Enumerate value definitions

What is a good way to enumerate definitions (implementations) of a compilation unit (module file)? For disambiguation purpose the right type of function is Env.find_value: Path.t -> t -> value_description if a path is given. However I would like to enumerate all the paths that define values in a structure (and its sub-modules). Additionally it would be nice to know how to generate a subset of paths (those available through the interface) from the .cmi or .cmti file.

Motivation: this is equivalent to providing a tag file that lets you “jump to definition”. Currently from Typedtree API (.cmt file) I can generate a reference but external reference points to the val_loc in the signature file. I would like to be able to point to the implementation as well.
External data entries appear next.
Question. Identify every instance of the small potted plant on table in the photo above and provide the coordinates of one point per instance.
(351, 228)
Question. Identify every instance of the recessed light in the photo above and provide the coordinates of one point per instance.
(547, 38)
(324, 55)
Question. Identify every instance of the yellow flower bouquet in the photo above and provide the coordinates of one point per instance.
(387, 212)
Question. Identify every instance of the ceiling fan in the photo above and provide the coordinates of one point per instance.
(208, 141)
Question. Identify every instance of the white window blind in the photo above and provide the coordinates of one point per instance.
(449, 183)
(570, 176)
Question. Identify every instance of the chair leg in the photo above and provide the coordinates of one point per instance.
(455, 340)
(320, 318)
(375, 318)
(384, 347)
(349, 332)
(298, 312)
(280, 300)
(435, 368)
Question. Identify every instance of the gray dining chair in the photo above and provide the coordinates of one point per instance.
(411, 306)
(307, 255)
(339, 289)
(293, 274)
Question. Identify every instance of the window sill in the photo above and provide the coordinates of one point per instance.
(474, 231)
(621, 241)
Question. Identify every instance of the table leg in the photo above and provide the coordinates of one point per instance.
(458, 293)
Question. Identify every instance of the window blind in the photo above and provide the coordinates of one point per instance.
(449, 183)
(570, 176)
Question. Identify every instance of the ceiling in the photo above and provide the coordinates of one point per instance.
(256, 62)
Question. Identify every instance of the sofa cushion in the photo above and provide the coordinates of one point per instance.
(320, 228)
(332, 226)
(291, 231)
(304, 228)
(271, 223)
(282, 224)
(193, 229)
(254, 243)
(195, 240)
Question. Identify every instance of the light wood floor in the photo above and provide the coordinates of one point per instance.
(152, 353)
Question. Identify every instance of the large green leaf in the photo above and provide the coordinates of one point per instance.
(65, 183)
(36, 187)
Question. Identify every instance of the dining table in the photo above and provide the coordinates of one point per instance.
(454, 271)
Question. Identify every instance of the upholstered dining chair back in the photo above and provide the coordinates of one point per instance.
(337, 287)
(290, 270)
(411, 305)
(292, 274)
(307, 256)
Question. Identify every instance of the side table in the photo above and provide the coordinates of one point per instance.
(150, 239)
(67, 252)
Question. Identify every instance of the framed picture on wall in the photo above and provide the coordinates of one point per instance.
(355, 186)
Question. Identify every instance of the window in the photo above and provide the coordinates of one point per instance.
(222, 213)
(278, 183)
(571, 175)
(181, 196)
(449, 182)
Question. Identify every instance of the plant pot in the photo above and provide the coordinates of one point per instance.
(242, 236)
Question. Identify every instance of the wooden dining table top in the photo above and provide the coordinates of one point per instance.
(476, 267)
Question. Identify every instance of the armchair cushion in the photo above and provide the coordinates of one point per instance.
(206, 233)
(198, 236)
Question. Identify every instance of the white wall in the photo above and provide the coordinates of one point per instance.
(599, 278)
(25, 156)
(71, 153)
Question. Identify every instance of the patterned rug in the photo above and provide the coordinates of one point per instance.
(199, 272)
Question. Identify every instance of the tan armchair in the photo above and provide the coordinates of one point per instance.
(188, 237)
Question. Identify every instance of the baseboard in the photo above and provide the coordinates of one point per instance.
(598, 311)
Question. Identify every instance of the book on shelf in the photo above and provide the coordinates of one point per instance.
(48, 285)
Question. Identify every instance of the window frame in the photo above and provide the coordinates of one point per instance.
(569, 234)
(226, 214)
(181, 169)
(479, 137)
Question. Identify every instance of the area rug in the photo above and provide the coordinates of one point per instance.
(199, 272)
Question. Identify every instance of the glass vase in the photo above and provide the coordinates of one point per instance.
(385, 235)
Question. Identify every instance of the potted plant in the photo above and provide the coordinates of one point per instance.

If you want to do it by hand, you could walk through the list of structure_item's stored in the .cmt file looking for Tstr_value items, keeping track of the “current path”. The current path is initialized with the identifier of the top-level module, and updated each time you go under a Tstr_module. Of course, more work is required to handle include, etc.

To know which of the values are exposed on the interface, you can play a similar game but walking through the signature_item's stored in the .cmti file, looking for Tsig_value and updating the current path each time you go under a Tsig_module.
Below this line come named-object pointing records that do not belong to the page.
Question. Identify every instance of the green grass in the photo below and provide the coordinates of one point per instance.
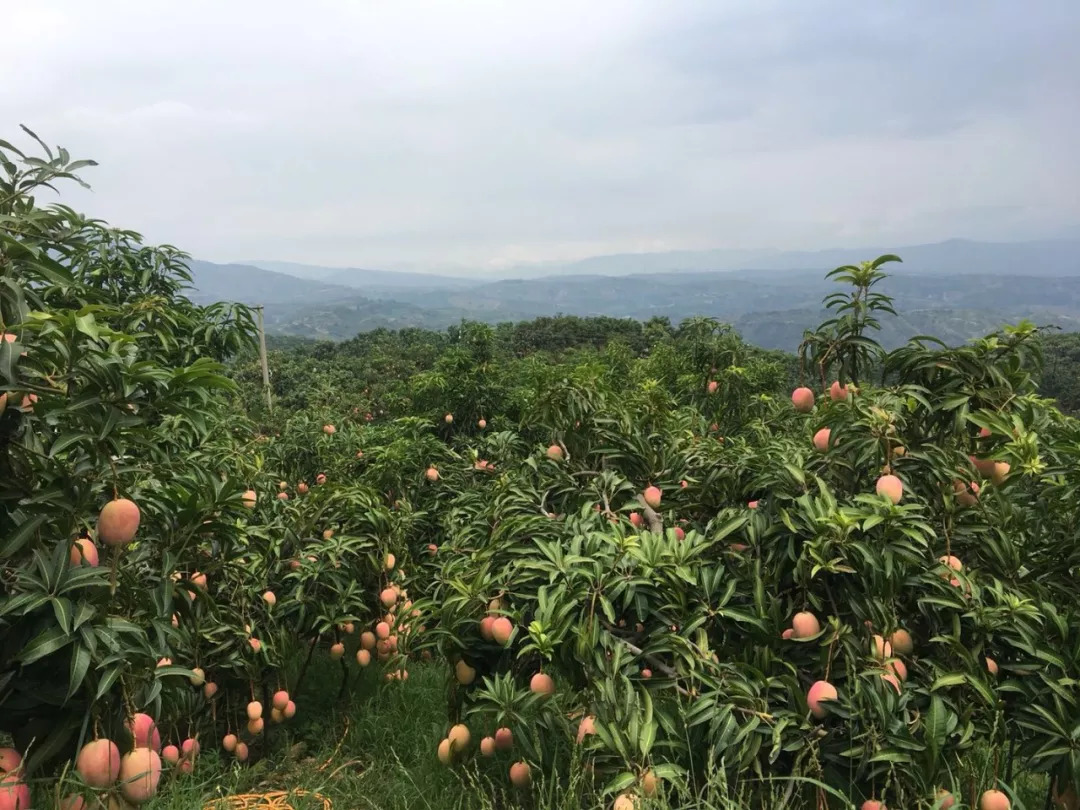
(376, 751)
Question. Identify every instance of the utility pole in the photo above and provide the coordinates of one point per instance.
(262, 359)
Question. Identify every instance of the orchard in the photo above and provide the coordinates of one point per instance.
(678, 570)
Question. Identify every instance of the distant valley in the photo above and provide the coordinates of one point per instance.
(955, 291)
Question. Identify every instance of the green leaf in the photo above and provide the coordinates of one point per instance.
(80, 663)
(45, 644)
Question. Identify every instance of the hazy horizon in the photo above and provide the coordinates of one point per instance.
(485, 135)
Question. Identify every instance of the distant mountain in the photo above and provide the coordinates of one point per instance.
(1044, 257)
(254, 285)
(955, 291)
(361, 279)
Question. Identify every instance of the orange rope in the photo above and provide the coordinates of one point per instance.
(272, 800)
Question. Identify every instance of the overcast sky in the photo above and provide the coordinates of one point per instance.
(390, 132)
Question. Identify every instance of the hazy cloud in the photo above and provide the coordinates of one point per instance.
(478, 133)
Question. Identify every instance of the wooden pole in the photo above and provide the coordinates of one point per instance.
(262, 360)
I believe both merlin and ocp-index expose this functionality, so it may be worthwhile to go read their source. Also the annot functionality exposes “jump to definition” information if memory serves; you can look in the cmt2annot.ml file.


1 Like

Thanks! I started with cmt2annot.ml. It uses Env.find_value which gives the val_loc in the interface (signature) file. merlin is a bit hard to understand as it needs to handle more complicated usage model.

Suppose I walk the Typedtree of an implementation, the information I want should be in some env. Question is which one? Is the str_final_env the right one to look at? I only care about externally accessible values. To enumerate possible paths I could do as what you suggested looking for Tstr_value. By using str_final_env instead of str_env of the particular structure_item would things like include be taken care of already?

I’m not an expert, but I’m not sure you will be able to easily extract the information you want from Env.t. Environments are local entities that map identifiers (Ident.t) in scope at specific points of the program to different kinds of objects. As far as I remember it is not easy to get access to the “global” Path.ts through them.

That’s why I suggested walking through the Typedtree of the interface and manually keeping track of the current path, incrementally building up a mapping Path.t -> value_description. But again, I’m not an expert, so perhaps I’m missing something.


This is what I ended up doing: It turned out that I did not need to look for Tstr_value. The structure type of Typedtree contains a signature field str_type. The Sig_value items of this list can be used to map Ident.t to val_loc, which is the actual location of definition/implementation. Yes I still need to track entering and exiting modules to form the path.